単行本 - 外国文学
演劇の本質を用いて描かれる小説的な小説──『リンカーンとさまよえる霊魂たち』書評
評者・岡田利規
2018.10.11
小説では登場人物がその世界の中で発した言葉のことをせりふと言うけれど、演劇だと舞台上で役者が発する言葉のことをせりふと言う。ふたつは全然違う。役者が舞台上で発する言葉が、その役者が演じる登場人物が作品世界内で発する言葉だとは限らないから。小説では地の文というのはせりふとは区別されているけれど、観客に直接話しかけるという仕方で状況を描写する性質の言葉だとしても、役者が舞台の上で発している言葉である以上は演劇ではそれはせりふだ。
ジョージ・ソーンダーズの『リンカーンとさまよえる霊魂たち』は、演劇における意味でのせりふで書かれた、南北戦争まっただ中のアメリカを舞台にした小説である。この小説の舞台(舞台セットは墓地)に登場してせりふを発するのは霊魂たちだ。彼らはこの小説の登場人物であるが、それ以上にこの小説の役者であると言うのがふさわしい。役者と登場人物とは異なる。役者は小説では地の文と呼ばれるところの状況描写のせりふを舞台上で発することもあるし、そもそも役者として舞台に出てくるわけではない登場人物というのもいる。本書においてはリンカーンがそうだ。
この小説で描かれるメインのエピソードは、大統領エイブラハム・リンカーンとその息子ウィリーの霊魂をめぐるエピソードだ。たった十一歳で逝ってしまった息子への、抑えきれない父親の思いが、それを傍らから眺めていた霊魂たちによって語られ、胸を打つ。霊魂たちはリンカーンをただ傍観しているだけではない。その中に入り込んで、彼の心身を導こうとするときもある。リンカーンの身体の中に入って、身体の動きをリンカーンと同化させるのだ。霊魂たちの生きている世界では、そういうことができるらしく、僕の生きているこの世界では視覚化することの難しいそうした描写が、しかしこの小説の中では生き生きと、手に取るように克明に行われている。この小説家は、描写力がすばらしい。

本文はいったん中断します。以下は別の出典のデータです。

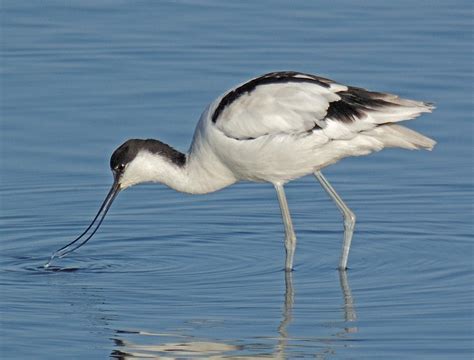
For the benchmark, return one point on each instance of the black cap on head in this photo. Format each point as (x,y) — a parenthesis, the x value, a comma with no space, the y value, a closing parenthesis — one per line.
(126,152)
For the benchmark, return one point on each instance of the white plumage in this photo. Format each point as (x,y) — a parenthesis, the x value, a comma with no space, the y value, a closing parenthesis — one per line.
(273,128)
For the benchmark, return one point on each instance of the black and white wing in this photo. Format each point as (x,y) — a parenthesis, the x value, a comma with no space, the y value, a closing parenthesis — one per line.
(296,103)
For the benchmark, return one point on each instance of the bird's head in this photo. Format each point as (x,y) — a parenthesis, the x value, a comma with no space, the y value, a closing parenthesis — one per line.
(135,161)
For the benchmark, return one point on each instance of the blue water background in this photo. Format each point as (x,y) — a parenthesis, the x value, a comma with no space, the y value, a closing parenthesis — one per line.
(176,275)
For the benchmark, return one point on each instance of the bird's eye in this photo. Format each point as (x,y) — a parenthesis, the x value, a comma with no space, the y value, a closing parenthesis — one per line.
(120,167)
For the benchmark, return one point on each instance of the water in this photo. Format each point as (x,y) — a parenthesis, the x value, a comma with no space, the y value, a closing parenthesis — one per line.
(179,276)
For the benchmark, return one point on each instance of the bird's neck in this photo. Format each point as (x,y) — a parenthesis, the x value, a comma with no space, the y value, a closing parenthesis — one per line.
(197,174)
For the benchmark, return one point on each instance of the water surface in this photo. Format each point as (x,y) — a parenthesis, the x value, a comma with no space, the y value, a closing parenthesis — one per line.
(179,276)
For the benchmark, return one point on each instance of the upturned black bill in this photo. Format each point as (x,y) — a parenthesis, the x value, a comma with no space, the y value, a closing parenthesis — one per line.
(95,224)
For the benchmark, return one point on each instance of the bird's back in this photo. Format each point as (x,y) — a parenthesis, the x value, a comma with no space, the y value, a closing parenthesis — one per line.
(284,125)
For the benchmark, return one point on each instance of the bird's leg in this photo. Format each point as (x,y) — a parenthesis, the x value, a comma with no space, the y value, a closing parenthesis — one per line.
(349,218)
(290,237)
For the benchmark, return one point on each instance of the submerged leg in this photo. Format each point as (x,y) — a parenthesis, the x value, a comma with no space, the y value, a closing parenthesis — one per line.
(349,218)
(290,237)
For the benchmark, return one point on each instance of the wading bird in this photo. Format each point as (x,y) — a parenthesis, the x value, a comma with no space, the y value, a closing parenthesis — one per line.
(274,128)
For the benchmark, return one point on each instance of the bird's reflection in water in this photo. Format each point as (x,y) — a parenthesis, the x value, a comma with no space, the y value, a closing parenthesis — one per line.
(190,347)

霊魂たちはときに一行単位でテキストを分担して発するような仕方で、ときに誰かひとりの長ぜりふという仕方で、リンカーンのことのみならず、自分たちのことも語っていく。彼らの今いる死後の世界のありようをこの小説の読者に対して、というよりもこの小説の観客に対して伝える。それぞれの霊魂がかつてどのように生きていたか、どのように死んだのか、そして今ここで、どのうな思いに苦しめられながら霊魂として存在しているか。彼らの語りからは、それにともなう身振りが見える。舞台の上で身振りをともないながら語る彼岸の霊魂たちと、観客席という此岸からそれと対峙するわたしたち読者。舞台の上はあの世にするのが容易(たやす)いというのは、演劇の本質的な特徴だ。小説において死後の世界を描き出すためにジョージ・ソーンダーズはそれを用いた。小説を演劇的にするためにではない。声なき者(ここでは、死者)に声を与えるという、文学のオーソドックスなはたらきをできるだけ力強いものとして発揮させるために、きっとそうしたのだ。それはものすごく成功していると僕は思う。